New Zealand Journal of Ecology (2006) 30(1): 153- 154

Population dynamics of size-structured populations

Conference Abstract
Graeme Wake  
  1. Centre for Mathematics in Industry, Massey University at Albany, Private Bag 102-904, Auckland, New Zealand

[First paragraph]
Many population cohorts are structured by different attributes: space and age are the most common of these. For many applications this structure is just as important as the temporal evolution with discrete or continuous time. For these applications modellers have to cope with this greatly increased complexity and cannot afford to neglect it. Different modellers proceed in a variety of ways to suit the circumstances and tools available. Nigel Barlow introduced me (in 1988) to the idea of using a limited number of spatial or age compartments, each of which was structurally uniform with well-defined interactive links between compartments. His view, if I interpret it correctly, was that this enabled us to avoid the technically difficult partial differential equation analysis. Of course, there are a wide variety of opinions about this, but I have recently used this approach in an analysis of a plankton– nutrient model, where Nigel was clearly right.
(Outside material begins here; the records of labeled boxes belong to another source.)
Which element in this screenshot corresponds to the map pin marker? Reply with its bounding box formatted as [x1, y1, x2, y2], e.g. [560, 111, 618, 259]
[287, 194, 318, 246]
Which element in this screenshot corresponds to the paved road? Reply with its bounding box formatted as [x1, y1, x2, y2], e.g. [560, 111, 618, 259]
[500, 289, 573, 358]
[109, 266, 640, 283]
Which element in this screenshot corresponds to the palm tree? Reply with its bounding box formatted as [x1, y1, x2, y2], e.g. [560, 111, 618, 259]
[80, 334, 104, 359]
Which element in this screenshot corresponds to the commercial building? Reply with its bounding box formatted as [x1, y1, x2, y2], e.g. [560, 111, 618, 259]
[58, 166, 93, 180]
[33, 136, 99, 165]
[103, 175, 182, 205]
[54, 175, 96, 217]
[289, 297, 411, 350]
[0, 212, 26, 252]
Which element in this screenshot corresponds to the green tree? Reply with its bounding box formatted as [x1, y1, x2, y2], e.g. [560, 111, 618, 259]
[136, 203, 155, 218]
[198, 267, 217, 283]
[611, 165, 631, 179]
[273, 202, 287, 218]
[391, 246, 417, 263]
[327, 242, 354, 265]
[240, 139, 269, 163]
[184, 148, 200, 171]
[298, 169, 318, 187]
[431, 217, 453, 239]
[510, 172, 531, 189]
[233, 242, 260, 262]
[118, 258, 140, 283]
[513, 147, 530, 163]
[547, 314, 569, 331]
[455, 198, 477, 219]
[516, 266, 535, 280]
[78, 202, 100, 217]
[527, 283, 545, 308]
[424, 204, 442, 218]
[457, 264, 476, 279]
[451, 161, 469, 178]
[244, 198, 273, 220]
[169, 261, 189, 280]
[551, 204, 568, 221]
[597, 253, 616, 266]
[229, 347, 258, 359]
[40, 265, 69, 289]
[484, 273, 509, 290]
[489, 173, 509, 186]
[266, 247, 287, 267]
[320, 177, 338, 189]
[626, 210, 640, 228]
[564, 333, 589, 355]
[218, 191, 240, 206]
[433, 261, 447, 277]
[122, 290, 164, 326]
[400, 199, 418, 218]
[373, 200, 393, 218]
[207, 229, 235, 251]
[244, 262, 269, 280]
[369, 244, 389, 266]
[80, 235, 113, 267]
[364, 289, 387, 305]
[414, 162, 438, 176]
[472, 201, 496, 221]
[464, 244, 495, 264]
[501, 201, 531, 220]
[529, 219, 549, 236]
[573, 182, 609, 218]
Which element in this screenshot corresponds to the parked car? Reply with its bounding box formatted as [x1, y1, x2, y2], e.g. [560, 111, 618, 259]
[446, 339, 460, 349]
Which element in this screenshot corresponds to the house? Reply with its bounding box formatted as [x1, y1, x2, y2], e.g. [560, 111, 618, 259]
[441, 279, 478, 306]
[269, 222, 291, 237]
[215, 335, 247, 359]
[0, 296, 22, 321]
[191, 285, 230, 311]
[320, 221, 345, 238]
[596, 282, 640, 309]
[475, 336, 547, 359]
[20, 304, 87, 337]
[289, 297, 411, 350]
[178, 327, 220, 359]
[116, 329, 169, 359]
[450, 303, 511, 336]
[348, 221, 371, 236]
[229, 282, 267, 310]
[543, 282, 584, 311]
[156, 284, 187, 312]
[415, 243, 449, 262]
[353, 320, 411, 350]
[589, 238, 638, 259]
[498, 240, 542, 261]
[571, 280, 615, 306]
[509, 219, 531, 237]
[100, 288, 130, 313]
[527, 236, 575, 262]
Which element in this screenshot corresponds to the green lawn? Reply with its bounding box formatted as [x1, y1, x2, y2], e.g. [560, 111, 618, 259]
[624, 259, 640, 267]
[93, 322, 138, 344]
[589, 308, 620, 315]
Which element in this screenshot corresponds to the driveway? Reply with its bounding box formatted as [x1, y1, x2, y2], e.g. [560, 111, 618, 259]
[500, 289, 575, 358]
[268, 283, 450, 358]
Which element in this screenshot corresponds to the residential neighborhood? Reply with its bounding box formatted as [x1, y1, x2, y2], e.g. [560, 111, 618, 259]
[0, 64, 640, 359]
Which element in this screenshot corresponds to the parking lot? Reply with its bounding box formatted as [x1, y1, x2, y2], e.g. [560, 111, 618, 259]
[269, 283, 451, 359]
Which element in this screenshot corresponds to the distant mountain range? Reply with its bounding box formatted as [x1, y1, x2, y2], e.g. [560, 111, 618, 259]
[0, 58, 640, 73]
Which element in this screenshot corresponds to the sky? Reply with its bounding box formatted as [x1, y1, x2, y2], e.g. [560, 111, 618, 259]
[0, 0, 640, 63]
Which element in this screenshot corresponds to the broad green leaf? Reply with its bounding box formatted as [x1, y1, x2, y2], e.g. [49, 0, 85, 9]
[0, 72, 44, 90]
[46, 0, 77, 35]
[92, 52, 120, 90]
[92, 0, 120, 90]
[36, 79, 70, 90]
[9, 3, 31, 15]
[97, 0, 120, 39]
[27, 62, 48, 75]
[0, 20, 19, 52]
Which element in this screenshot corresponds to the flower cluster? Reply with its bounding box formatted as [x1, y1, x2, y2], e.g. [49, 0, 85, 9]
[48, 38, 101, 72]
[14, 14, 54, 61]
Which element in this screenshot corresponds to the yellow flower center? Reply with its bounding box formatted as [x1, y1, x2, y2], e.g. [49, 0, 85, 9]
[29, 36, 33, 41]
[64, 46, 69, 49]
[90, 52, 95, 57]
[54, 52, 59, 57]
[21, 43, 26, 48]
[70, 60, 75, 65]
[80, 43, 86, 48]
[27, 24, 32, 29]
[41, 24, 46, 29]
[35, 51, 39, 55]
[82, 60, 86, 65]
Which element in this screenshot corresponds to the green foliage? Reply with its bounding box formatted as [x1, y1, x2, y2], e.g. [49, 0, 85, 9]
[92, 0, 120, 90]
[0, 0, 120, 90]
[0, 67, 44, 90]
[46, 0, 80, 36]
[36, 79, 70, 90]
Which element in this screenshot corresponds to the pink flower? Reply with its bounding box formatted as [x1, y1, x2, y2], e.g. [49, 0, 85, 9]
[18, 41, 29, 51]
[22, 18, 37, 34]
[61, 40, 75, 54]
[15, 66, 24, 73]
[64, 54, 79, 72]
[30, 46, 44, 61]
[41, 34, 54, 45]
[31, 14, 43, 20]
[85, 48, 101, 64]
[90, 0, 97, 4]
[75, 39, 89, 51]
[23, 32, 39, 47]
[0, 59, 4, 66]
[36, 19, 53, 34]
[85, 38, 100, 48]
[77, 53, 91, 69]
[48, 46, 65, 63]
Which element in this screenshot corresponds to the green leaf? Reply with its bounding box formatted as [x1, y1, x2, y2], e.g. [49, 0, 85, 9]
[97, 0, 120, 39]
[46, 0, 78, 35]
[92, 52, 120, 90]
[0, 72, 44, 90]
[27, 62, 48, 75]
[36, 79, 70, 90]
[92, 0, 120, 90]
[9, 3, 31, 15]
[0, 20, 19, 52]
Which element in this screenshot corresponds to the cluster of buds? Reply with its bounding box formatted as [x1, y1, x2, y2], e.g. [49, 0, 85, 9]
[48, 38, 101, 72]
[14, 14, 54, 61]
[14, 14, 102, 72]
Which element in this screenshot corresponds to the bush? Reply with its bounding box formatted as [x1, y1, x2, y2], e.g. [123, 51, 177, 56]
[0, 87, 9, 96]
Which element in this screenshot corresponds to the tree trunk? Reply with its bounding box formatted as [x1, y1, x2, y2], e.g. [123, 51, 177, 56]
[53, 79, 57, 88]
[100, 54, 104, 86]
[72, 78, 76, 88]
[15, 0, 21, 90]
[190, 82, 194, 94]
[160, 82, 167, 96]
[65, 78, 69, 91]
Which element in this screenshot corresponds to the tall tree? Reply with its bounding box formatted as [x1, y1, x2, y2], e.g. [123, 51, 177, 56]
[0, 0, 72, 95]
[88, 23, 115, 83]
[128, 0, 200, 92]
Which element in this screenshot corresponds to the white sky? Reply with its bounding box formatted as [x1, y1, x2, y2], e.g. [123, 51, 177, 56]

We would have never succeeded in using the lovely path- following (in parameter space) computer algorithms had we not adopted Nigel’s approach. This paper addresses a situation where compartments were not, in fact, sufficient: where the population is structured by size or DNA content. Data sets of plant-root-cells, plankton, muscle cells, and cancer cells, often show a steady (in time) size distribution that appears asymptotically and structurally stable. (“Steady-size” means it is constant in shape as time changes.) About the same time as Nigel and I began (in Palmerston North around 1988) looking at a spatially compartmentalised model for tuberculosis in possums, another biologist, Dr Paul Gandar, asked whether we could explain this with a relatively simple model which, when validated and embedded in the cell physiological context, could have the capability of making robust predictions.